All notices, requests, demands, waivers and other communications required or permitted to be given under this Agreement to any party hereunder shall be in writing and deemed given if addressed as provided below (or at such other address as the addressee shall have specified by notice actually received by the addressor) and if either (a) actually delivered in fully legible form, to such address, (b) in the case of any nationally recognized express mail service, one (1) day shall have elapsed after the same shall have been deposited with such service, or (c) if by email or fax, on the day on which such email or fax was sent, provided that a copy is sent the same day by overnight courier or express mail service.
(a) if to Newcastle, at
200 Crescent Court
Suite 1400
Dallas, Texas 75201
Email: mark@newcastle-group.com
Facsimile: 214-661-7475
Attention: Mark E. Schwarz
with a copy (which shall not constitute notice) to:
McGuire, Craddock & Strother, P.C.
500 N. Akard Street
Suite 2200
Dallas, Texas 75201
Email: sdavidson@mcslaw.com
Facsimile: 214-954-6868
Attention: Steven D. Davidson
(b) if to the Purchaser, at:
REV Alpha Holdings LLC.
c/o Retail Ecommerce Ventures
1680 Michigan Ave.
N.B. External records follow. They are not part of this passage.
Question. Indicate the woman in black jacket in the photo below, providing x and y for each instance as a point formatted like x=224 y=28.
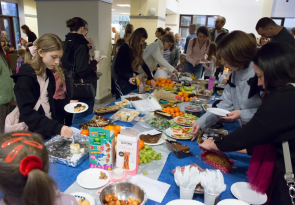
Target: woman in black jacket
x=76 y=56
x=273 y=123
x=27 y=88
x=31 y=35
x=129 y=58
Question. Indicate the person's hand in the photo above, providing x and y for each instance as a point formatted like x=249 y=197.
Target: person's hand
x=98 y=59
x=153 y=83
x=132 y=81
x=74 y=101
x=208 y=145
x=66 y=131
x=234 y=115
x=194 y=131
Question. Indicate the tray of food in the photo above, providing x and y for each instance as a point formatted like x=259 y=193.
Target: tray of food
x=206 y=106
x=159 y=123
x=62 y=150
x=218 y=161
x=178 y=149
x=107 y=110
x=149 y=139
x=96 y=121
x=179 y=132
x=211 y=134
x=126 y=115
x=186 y=119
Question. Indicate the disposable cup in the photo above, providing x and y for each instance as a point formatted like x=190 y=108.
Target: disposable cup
x=186 y=193
x=210 y=198
x=96 y=53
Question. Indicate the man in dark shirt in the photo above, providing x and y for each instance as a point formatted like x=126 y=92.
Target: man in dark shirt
x=266 y=27
x=192 y=31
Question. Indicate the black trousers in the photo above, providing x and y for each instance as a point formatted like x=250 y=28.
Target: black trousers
x=61 y=115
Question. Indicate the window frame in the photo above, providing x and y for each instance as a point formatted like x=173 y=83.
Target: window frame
x=13 y=40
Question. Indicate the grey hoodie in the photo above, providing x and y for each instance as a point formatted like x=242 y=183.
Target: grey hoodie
x=236 y=97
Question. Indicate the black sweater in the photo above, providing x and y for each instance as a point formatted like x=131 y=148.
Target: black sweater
x=77 y=53
x=274 y=122
x=27 y=92
x=123 y=64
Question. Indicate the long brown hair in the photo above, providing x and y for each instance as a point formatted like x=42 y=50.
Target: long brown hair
x=35 y=189
x=47 y=43
x=237 y=49
x=136 y=47
x=128 y=30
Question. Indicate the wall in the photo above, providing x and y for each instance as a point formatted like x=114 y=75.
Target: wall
x=281 y=8
x=98 y=16
x=31 y=15
x=240 y=15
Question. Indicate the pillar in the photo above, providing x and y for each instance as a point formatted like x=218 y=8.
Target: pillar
x=52 y=17
x=140 y=17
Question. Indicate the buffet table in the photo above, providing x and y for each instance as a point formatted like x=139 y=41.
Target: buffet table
x=65 y=176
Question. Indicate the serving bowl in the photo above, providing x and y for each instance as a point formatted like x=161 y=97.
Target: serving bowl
x=123 y=191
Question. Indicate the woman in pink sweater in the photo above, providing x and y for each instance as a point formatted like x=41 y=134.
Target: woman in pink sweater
x=196 y=50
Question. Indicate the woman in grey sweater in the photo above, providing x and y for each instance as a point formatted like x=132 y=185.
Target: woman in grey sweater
x=240 y=95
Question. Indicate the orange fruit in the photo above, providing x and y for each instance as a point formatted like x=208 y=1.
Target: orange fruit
x=118 y=128
x=141 y=144
x=84 y=132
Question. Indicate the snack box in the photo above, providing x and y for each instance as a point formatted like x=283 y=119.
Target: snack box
x=222 y=168
x=127 y=153
x=178 y=154
x=101 y=148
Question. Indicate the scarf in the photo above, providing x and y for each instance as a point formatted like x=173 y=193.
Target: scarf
x=260 y=172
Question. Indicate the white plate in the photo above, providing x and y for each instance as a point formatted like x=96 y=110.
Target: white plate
x=161 y=140
x=169 y=132
x=218 y=111
x=87 y=197
x=181 y=124
x=243 y=192
x=232 y=202
x=208 y=105
x=70 y=107
x=186 y=202
x=89 y=179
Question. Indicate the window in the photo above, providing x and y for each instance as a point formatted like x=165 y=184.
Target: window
x=289 y=23
x=199 y=20
x=9 y=22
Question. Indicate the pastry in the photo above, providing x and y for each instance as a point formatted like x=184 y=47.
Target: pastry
x=75 y=148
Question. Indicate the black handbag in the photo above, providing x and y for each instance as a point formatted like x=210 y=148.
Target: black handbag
x=78 y=87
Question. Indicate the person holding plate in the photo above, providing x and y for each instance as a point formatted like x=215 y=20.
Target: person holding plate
x=263 y=135
x=240 y=95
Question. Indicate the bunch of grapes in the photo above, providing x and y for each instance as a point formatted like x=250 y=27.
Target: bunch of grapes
x=147 y=154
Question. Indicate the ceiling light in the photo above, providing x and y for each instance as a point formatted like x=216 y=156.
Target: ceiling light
x=123 y=5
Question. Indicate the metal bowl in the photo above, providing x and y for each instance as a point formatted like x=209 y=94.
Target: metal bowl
x=124 y=190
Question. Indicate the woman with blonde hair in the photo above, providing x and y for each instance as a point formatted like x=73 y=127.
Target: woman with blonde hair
x=129 y=29
x=35 y=83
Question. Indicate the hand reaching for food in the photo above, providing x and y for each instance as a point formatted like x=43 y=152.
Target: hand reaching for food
x=194 y=131
x=234 y=115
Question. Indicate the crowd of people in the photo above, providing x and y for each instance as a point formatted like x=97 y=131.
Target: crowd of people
x=52 y=73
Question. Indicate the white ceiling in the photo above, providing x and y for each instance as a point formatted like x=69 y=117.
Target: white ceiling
x=119 y=10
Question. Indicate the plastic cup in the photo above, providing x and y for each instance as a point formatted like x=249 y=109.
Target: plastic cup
x=210 y=198
x=96 y=53
x=186 y=193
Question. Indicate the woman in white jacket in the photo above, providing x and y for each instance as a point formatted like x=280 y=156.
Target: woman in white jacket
x=153 y=53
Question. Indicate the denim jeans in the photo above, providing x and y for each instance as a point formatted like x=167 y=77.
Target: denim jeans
x=197 y=70
x=79 y=116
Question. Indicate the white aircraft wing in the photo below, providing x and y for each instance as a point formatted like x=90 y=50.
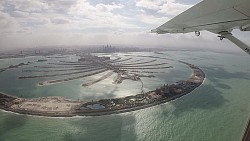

Suite 700
Miami Beach, FL 33139
Email:
Attention: Maya Burkenroad
with a copy (which shall not constitute notice) to:
Fenwick & West LLP
801 California Street
Mountain View, CA 94041
Email: DCogen@fenwick.com; DMichaels@fenwick.com
Facsimile: (650) 988-8500
Attention: Douglas N. Cogen; David K. Michaels
For the avoidance of doubt, nothing in this Agreement will prevent any party from transferring shares of capital stock of the Company.
This Agreement constitutes the entire agreement and supersedes all other prior agreements and understandings, both written and oral, among the parties, or any of them, with respect to the subject matter hereof.